High Fiber for Better Sleep?
A recent study suggests that diet and sleep are interwoven and optimal health comes from making good lifestyle choices that promote slow-wave or deep sleep. According to a study reported by the American Academy of Sleep Medicine, eating more saturated fat and sugar combined with a lower intake of fiber, results in less slow-wave sleep and less time spent in the stage of deep sleep. In addition, study participants who had a greater sugar intake experienced more arousals from sleep.

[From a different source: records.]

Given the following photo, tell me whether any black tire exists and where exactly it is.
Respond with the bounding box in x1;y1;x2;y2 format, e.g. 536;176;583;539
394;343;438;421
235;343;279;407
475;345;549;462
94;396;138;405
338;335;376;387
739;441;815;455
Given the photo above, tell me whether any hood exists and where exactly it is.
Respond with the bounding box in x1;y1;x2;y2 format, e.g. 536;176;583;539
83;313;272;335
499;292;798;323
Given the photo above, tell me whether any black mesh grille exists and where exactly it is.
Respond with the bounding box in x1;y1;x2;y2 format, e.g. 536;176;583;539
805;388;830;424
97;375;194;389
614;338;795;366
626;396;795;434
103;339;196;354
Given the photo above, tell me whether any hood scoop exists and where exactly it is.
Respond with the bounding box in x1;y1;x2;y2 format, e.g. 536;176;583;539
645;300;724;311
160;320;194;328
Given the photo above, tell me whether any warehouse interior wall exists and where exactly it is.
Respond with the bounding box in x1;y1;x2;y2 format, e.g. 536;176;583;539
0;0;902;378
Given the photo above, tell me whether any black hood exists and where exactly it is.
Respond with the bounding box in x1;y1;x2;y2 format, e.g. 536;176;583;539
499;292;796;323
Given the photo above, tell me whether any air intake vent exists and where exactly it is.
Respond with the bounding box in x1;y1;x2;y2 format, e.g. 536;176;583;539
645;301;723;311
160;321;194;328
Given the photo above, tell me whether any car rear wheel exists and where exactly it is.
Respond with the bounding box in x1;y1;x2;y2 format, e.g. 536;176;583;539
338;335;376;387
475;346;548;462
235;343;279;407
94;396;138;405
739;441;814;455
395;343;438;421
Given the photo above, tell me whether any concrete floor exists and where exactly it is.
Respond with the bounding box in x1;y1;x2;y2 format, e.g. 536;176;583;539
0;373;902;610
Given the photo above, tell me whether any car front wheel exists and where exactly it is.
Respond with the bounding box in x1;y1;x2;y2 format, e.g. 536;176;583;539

In comparing how diet quality influences a person's quality of sleep, researchers were surprised by how quickly a dietary change affected sleep. Participants' sleep parameters were altered the same night that meals with greater fat and sugar intake, and lower fiber were consumed. Since medical research has already linked sleep disruption to the development of chronic disorders such as hypertension, obesity, cardiovascular disease and diabetes, the findings that not only what you eat but when you eat it can affect sleep, has tremendous health implications.
The study supported by grants from the National Institutes of Health (NIH) and the National Center for Advancing Translational Sciences (NCATS), found that participants who ate meals prepared by a nutritionist fell asleep faster than those who self-selected their meals. In fact, individuals who consumed the food and beverage of their choosing took an average of 29 minutes to fall asleep, whereas those who ate healthier controlled meals fell asleep in only 17 minutes. A high-fiber meal for dinner also allowed participants to spend more time engaged in slow-wave sleep, which is essential for good immune system function.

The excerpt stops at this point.